Ted Heath, the Prime Minister-musician: a personal recollection

The previous post on this blog, pertaining to the increasingly controversial exPM of the UK, Sir Edward Heath, very likely appears out of place; however, his sole appearance in my life-experience was as a musician.(Indeed I was born while he was incumbent in 10 Downing Street-perhaps the only time the post has been held by someone with a serious interest in music: though Disraeli did write on the important role of Jews in our musical culture…if only Heath, our worst PM in 300 years, had had a fraction of Beaconsfield’s political talent…)

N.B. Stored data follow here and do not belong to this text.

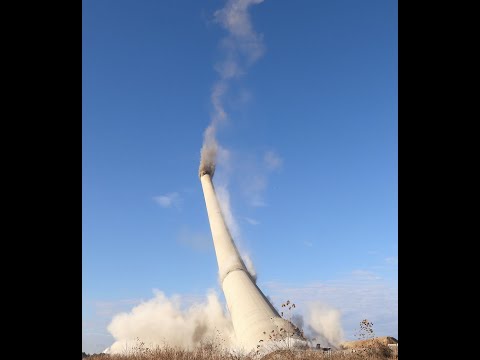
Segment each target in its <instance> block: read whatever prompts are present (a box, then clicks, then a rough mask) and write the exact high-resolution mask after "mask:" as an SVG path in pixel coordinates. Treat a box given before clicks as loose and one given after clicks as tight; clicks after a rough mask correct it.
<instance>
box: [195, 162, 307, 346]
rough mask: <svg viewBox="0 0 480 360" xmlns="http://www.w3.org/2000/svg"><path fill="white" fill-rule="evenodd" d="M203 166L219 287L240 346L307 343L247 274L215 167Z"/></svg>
mask: <svg viewBox="0 0 480 360" xmlns="http://www.w3.org/2000/svg"><path fill="white" fill-rule="evenodd" d="M212 163H214V161H213V162H212ZM202 164H203V162H202ZM202 164H201V165H200V169H199V177H200V181H201V183H202V188H203V195H204V196H205V203H206V206H207V213H208V220H209V222H210V229H211V231H212V237H213V244H214V247H215V254H216V256H217V262H218V270H219V275H220V284H221V286H222V289H223V293H224V295H225V299H226V301H227V306H228V310H229V312H230V316H231V318H232V323H233V328H234V330H235V335H236V337H237V342H238V343H239V345H240V346H241V347H243V348H244V349H245V350H257V345H259V344H265V345H267V344H268V343H269V341H270V340H271V339H272V338H274V339H285V338H286V337H287V336H288V337H289V338H290V339H296V340H300V341H304V340H305V339H304V338H303V336H302V335H301V333H300V331H299V329H298V328H297V327H295V326H294V325H293V324H292V323H291V322H289V321H287V320H285V319H283V318H282V317H281V316H280V315H279V314H278V312H277V311H276V310H275V308H274V307H273V306H272V304H270V302H269V301H268V299H267V298H266V297H265V295H263V293H262V292H261V290H260V289H259V288H258V286H257V285H256V284H255V282H254V281H253V279H252V277H251V276H250V274H249V272H248V271H247V268H246V266H245V264H244V262H243V260H242V258H241V257H240V254H239V252H238V250H237V247H236V246H235V243H234V241H233V239H232V236H231V235H230V231H229V230H228V228H227V225H226V224H225V220H224V218H223V215H222V212H221V209H220V205H219V203H218V200H217V197H216V194H215V189H214V187H213V183H212V177H213V171H212V170H214V168H215V167H214V166H213V167H208V166H203V165H202ZM260 340H262V342H261V341H260ZM292 342H293V341H292Z"/></svg>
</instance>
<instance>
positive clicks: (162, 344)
mask: <svg viewBox="0 0 480 360" xmlns="http://www.w3.org/2000/svg"><path fill="white" fill-rule="evenodd" d="M185 305H186V299H184V298H182V297H180V296H173V297H171V298H168V297H166V296H165V294H164V293H163V292H161V291H156V292H155V297H154V298H153V299H151V300H149V301H146V302H143V303H141V304H140V305H138V306H136V307H134V308H133V309H132V310H131V311H130V312H128V313H121V314H118V315H116V316H115V317H114V318H113V319H112V322H111V323H110V324H109V325H108V331H109V332H110V333H111V334H112V336H113V337H114V338H115V342H114V343H113V344H112V346H110V347H109V348H108V349H106V350H105V352H107V353H110V354H118V353H123V352H125V350H126V349H132V348H133V347H134V346H135V344H136V342H137V339H139V340H140V341H142V342H144V343H145V345H146V346H147V347H149V348H152V347H155V346H157V345H158V346H163V345H169V346H175V347H180V348H183V349H193V348H194V347H196V346H197V345H199V344H200V343H201V342H202V341H206V340H207V341H208V340H217V341H218V342H223V345H224V346H226V347H234V346H235V335H234V332H233V327H232V323H231V320H230V318H229V317H228V314H227V312H226V311H225V310H224V307H223V306H222V305H221V303H220V300H219V298H218V296H217V294H216V293H215V292H213V291H211V292H209V293H208V294H207V298H206V299H205V300H204V302H197V303H193V304H191V305H190V306H189V307H186V306H185Z"/></svg>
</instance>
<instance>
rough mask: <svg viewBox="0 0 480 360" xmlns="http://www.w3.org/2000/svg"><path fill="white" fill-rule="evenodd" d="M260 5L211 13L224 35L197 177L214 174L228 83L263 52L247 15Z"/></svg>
mask: <svg viewBox="0 0 480 360" xmlns="http://www.w3.org/2000/svg"><path fill="white" fill-rule="evenodd" d="M261 2H263V0H228V1H227V3H226V4H225V7H223V8H222V9H220V10H217V11H215V13H214V17H215V21H216V22H217V23H219V24H220V25H221V26H222V27H223V28H224V29H226V30H227V33H228V34H227V36H226V37H224V38H223V39H222V41H221V48H222V49H223V51H224V58H223V60H222V61H221V62H219V63H218V64H216V66H215V70H216V71H217V72H218V74H219V76H220V77H219V79H218V80H217V82H216V83H215V85H214V86H213V90H212V94H211V101H212V105H213V114H212V117H211V121H210V125H209V126H208V127H207V129H206V130H205V133H204V137H203V146H202V149H201V157H200V167H199V176H202V175H203V174H205V173H208V174H210V175H211V176H213V174H214V172H215V162H216V156H217V151H218V148H219V145H218V142H217V140H216V137H215V134H216V131H217V128H218V126H219V125H220V124H221V123H223V122H224V121H225V120H226V119H227V113H226V112H225V108H224V106H223V102H222V100H223V96H224V95H225V93H226V91H227V88H228V85H229V82H230V80H231V79H233V78H236V77H239V76H240V75H242V74H244V73H245V71H246V68H247V67H249V66H251V65H252V64H253V63H254V62H255V61H256V60H258V59H259V58H260V57H261V56H262V55H263V53H264V51H265V49H264V46H263V42H262V35H260V34H257V33H255V31H254V30H253V26H252V23H251V21H250V15H249V13H248V8H249V7H250V6H251V5H253V4H259V3H261Z"/></svg>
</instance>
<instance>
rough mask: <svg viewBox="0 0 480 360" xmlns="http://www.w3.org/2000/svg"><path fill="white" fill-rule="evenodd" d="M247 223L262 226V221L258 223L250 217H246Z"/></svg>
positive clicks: (245, 220)
mask: <svg viewBox="0 0 480 360" xmlns="http://www.w3.org/2000/svg"><path fill="white" fill-rule="evenodd" d="M245 221H246V222H247V223H249V224H250V225H258V224H260V221H257V220H255V219H252V218H249V217H246V218H245Z"/></svg>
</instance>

The occasion was a concert celebrating the retirement of the controversial Tory peer, Lord Aldington (the controversy being that he was accused of war crimes in Yugoslavia at the end of WW2 in Count Tolstoy’s book “The Minister and the Massacres” ,on which account he was later awarded record damages)….Heath conducted only one item: Wagner’s prelude to “Die Meistersinger”. It’s hard to think he was unaware of the political symbolism: this was the only opera permitted to be performed at Bayreuth throughout the war. The only other piece I remember on the programme was the Adagietto from Mahler 5, which I later learnt was used in Visconti’s film of “Death in Venice”, made when Heath was in office. Interestingly, Britten’s operatic treatment of the Mann novella also dates from the Heath years (1970-1974).